Untuk contoh nomor 3, dimana client tidak bisa membayar bayaran kukliah padahal sudah masa pembayaran kuliah, masih bisa kita masukkan ke request, incident dan problem. Kenapa demikian? karena kita belum bisa mengetahui secara pasti apakah ini masuk dalam ketegori request informasi (request fulfilment), atau incident atau problem. Maka harus didiagnoasa lebih dalam kenapa masalah ini muncul. Bisa saja hanya sebuah request informasi karena secara sistem ternyata memang tidak bisa bayar karena ada tunggakan sebelumnya. Kalau seperti ini, maka kita catat dikategori request fulfilment. Tetapi kalau tidak bisa bayar karena ada bug di sistem, maka bisa kita analisis lebih lanjut untuk dimasukkan ke incident atau problem.

Dari 5 contoh diatas, dapat disimpulkan bahwa yang masuk dalam kategori request fulfilment adalah contoh nomor 2, 3 (dengan catatan hanya informasi) dan contoh nomor 4. Ubah password dan permintaan data jelas masuk kedalam Request Fulfilment karena tidak ada kejadian yang tidak diharapkan dan bukan kejadian yang tidak diketahui akar masalahnya.

Bagaimana dengan incident dan problem? kita mulai dari incident dulu, contoh nomor 1, 3 dan 5 bisa kita diagnosa awal sebagai sebuah incident. Internet mati dari client harus lebih di-explore masalahnya, bisa saja sebagai incident kalau masalahnya ternyata hanya kabel-nya goyang (terlepas). Tetapi kalau ternyata semua dicoba dan tidak ketemu (misalnya routingnya hilang), maka bisa dikateogrikan sebagai problem. Untuk contoh nomor 3, bisa dikategorikan incident jika masalah tidak bisa bayar karena waktu diserver ternyata berbeda dengan kalender. Kalau untuk contoh 5, agak lebih berat kita ketegorikan sebagai problem karena akar masalahnya tidak diketahui.

Setelah mengetahui definisi dan contoh-contoh Request Fulfillment, kita juga harus tau siapa saja yang berperan untuk menjaga proses ini.

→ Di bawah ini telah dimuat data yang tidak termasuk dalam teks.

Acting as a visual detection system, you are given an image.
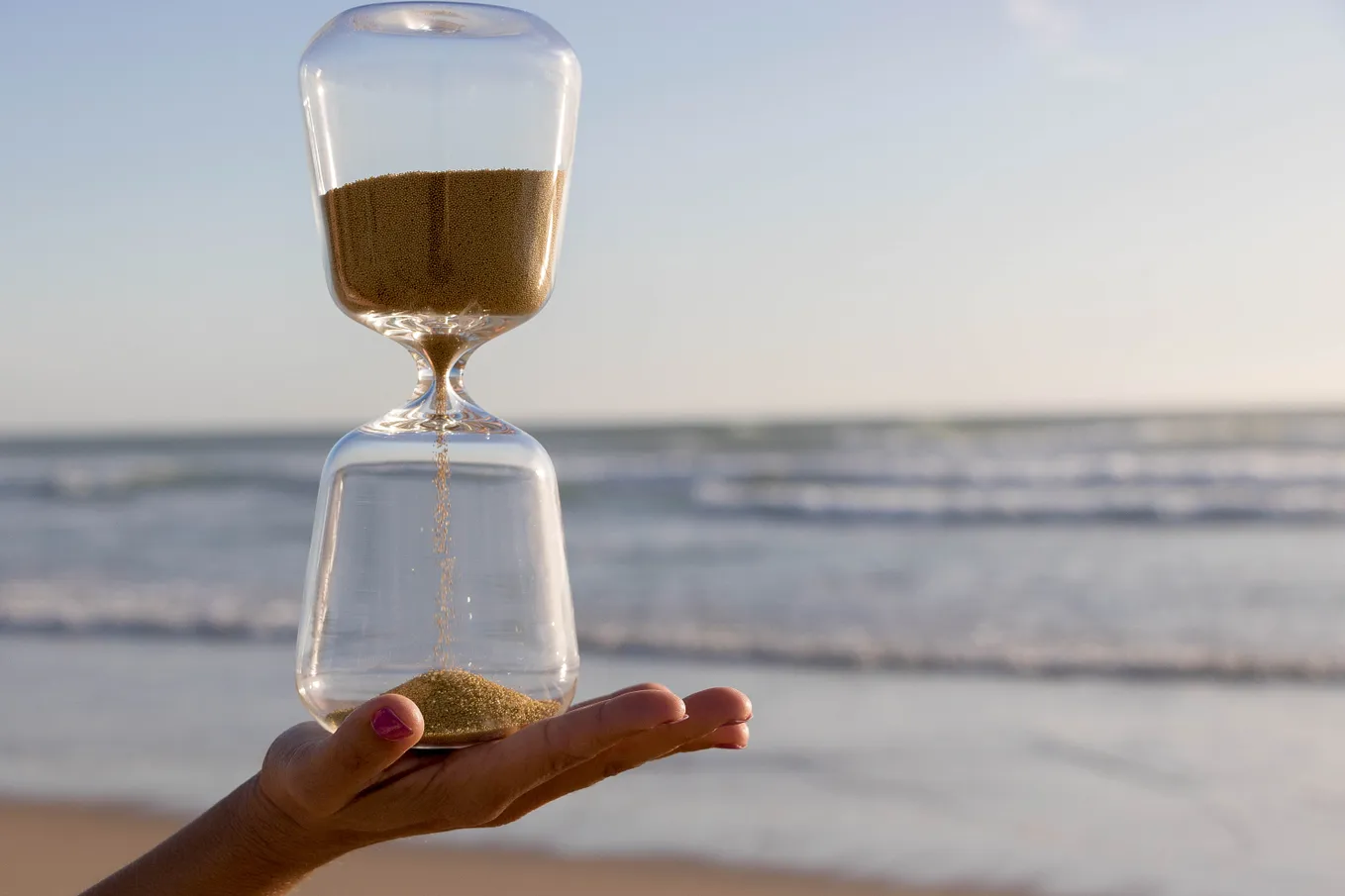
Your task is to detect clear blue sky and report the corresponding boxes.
[0,0,1345,431]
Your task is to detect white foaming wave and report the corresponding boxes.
[692,477,1345,522]
[0,581,1345,682]
[0,457,317,500]
[0,580,298,641]
[579,625,1345,681]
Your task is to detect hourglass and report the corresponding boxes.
[297,3,579,747]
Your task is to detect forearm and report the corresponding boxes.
[83,779,343,896]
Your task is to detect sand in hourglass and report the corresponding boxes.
[323,169,565,747]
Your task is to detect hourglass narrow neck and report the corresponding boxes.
[365,337,512,434]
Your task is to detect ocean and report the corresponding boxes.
[0,413,1345,896]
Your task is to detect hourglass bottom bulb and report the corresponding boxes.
[327,668,569,747]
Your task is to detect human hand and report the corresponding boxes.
[255,685,752,862]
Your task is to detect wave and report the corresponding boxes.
[0,586,1345,683]
[0,460,317,500]
[692,479,1345,524]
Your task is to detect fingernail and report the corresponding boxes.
[369,706,412,740]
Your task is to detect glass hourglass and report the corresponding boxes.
[297,3,579,747]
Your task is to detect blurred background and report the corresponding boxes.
[0,0,1345,896]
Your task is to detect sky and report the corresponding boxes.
[0,0,1345,435]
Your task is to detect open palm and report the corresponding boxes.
[259,685,752,848]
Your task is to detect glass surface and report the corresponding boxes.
[297,3,579,747]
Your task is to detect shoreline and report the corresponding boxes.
[0,798,1009,896]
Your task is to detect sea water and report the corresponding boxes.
[0,415,1345,896]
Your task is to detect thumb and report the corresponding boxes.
[273,694,425,817]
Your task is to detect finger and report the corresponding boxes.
[285,694,425,817]
[455,680,686,807]
[570,681,672,712]
[677,723,749,758]
[492,687,752,825]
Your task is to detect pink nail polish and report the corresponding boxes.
[369,706,412,740]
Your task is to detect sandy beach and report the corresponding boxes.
[0,803,1000,896]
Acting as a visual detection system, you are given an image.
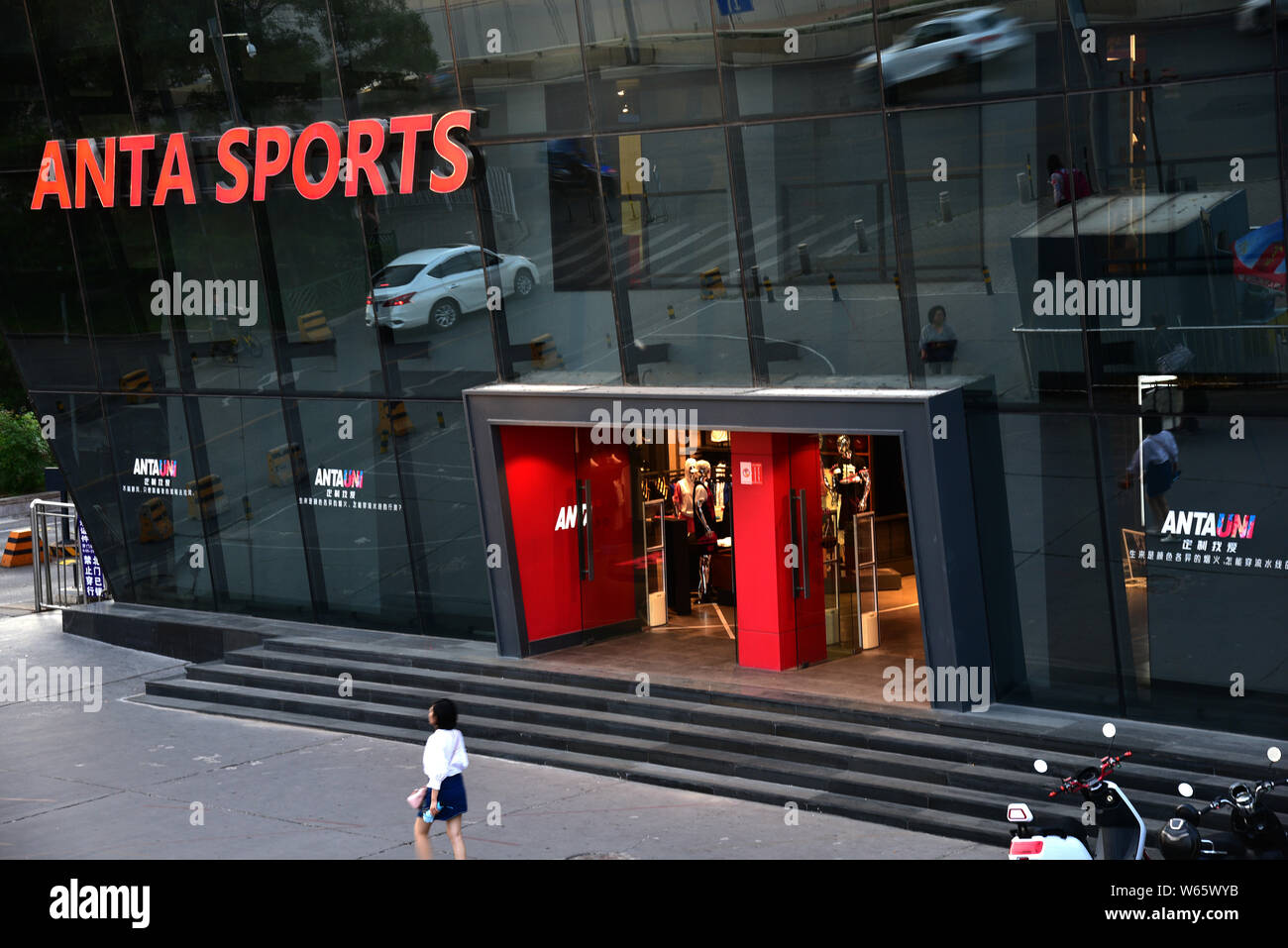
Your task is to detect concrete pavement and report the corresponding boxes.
[0,613,1004,859]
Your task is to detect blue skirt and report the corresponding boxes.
[417,774,469,823]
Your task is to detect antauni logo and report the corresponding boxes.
[49,879,152,928]
[313,468,362,489]
[1163,510,1257,535]
[134,458,179,477]
[555,503,590,529]
[1033,273,1140,326]
[152,273,259,326]
[31,108,474,211]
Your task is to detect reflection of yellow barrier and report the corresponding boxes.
[299,309,335,343]
[380,402,416,455]
[265,443,305,489]
[188,474,224,520]
[528,332,563,369]
[0,527,31,567]
[121,369,152,404]
[698,266,725,300]
[139,497,174,544]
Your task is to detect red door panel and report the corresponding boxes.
[501,425,583,642]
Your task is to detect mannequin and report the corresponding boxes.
[693,461,716,603]
[671,458,698,536]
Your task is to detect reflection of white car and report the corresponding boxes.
[858,7,1027,86]
[368,244,537,330]
[1234,0,1274,34]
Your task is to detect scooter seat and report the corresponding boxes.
[1018,816,1091,850]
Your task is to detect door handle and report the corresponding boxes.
[790,489,808,599]
[577,480,595,582]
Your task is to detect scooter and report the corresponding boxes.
[1006,724,1147,859]
[1158,747,1288,861]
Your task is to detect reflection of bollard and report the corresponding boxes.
[854,218,868,254]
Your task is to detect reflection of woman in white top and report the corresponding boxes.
[921,305,957,374]
[413,698,471,859]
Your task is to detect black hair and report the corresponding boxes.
[429,698,456,730]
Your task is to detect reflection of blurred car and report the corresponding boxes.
[1234,0,1274,34]
[858,7,1027,86]
[368,244,537,330]
[546,138,617,197]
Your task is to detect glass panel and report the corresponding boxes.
[1064,0,1282,87]
[731,116,909,387]
[26,0,132,140]
[599,130,751,385]
[1053,76,1288,411]
[855,0,1061,104]
[267,188,383,394]
[971,415,1118,713]
[393,402,496,642]
[0,0,49,169]
[716,0,881,119]
[890,98,1086,404]
[331,0,460,119]
[218,0,344,126]
[448,0,590,139]
[581,0,720,132]
[152,201,277,391]
[0,186,96,387]
[112,0,236,136]
[68,203,180,391]
[188,395,314,622]
[484,138,622,385]
[103,394,213,609]
[1099,413,1288,734]
[29,391,136,601]
[297,400,416,631]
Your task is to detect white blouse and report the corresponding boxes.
[424,728,471,790]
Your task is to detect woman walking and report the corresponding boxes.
[415,698,471,859]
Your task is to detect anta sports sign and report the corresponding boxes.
[31,108,476,210]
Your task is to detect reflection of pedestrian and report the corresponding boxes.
[692,461,716,603]
[921,306,957,374]
[1118,417,1181,540]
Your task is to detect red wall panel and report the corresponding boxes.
[501,425,583,642]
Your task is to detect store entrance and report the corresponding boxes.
[499,425,923,696]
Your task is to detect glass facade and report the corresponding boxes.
[0,0,1288,729]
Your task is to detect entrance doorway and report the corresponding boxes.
[498,425,924,699]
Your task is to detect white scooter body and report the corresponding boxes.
[1006,781,1145,859]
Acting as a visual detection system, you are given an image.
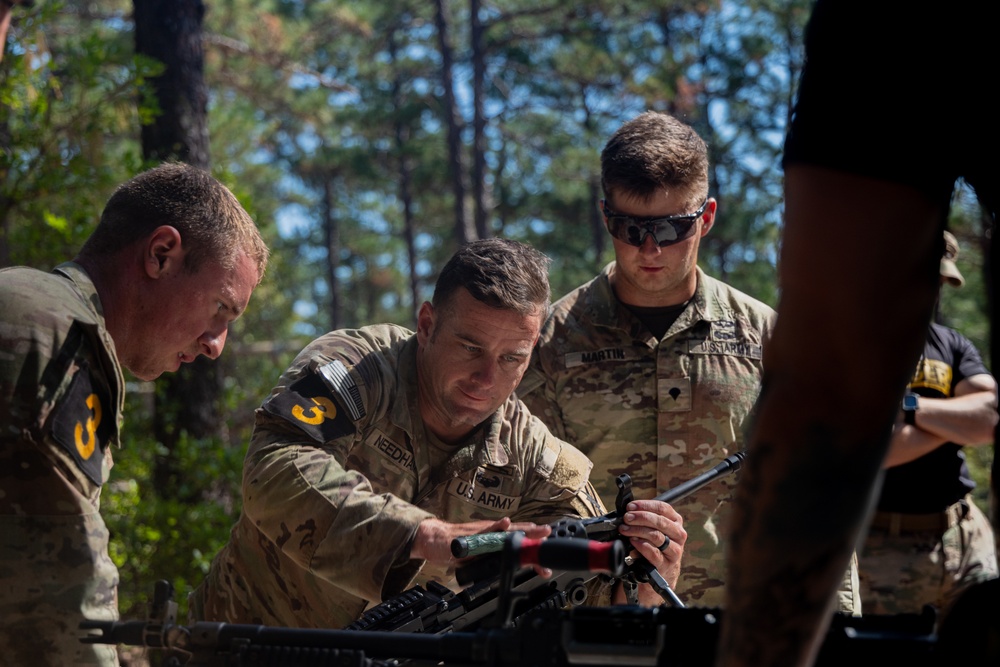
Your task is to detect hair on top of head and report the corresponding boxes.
[601,111,708,204]
[431,238,551,315]
[80,162,269,279]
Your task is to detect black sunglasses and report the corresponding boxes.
[601,198,708,248]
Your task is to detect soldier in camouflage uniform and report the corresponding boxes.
[518,112,859,612]
[860,232,997,614]
[0,164,267,667]
[191,239,683,628]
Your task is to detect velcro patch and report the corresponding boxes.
[910,359,952,398]
[365,431,417,475]
[688,340,764,359]
[448,477,521,515]
[563,347,639,368]
[319,359,366,421]
[52,365,115,486]
[262,373,354,442]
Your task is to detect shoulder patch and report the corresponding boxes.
[545,443,594,491]
[261,373,354,442]
[319,359,366,421]
[52,365,115,486]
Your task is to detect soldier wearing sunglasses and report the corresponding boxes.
[518,112,860,611]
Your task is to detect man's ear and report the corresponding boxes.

Sudah jelas dan sudah pasti fungsi yang paling awal menerima Request Fulfillment ini adalah Service Desk Staff. Service desk akan memilah apalah request ini masuk kategori request fulfillment, incident ataukah problem. Selain service desk, bisa juga exsternal supplier yang harus menghandle ini (level kedua atau level ketiga) atau entitas lain dari organisasi tersebut. Inti dari proses ini sama seperti proses-proses yang lain, adalah memastikan bahwa layanan sesauai dengan SLA yang sudah ditentukan.

KPI untuk proses ini bisa kita tentukan, contoh:
% Request yang dihandle sesuai SLA
% Request yang dieskalasi tidak benar
% Request yang bisa diselesaikan oleh Service Desk

Langkah-langkah proses ini tidak jauh berbeda dan bahkan lebih sederhana dibandingkan proses incident. Intinya adalah tangkap semua request dari pelanggan, catat, diagnosa, lempar ke incident kalau memang tidak diharapkan, penyelesaian (report ke client).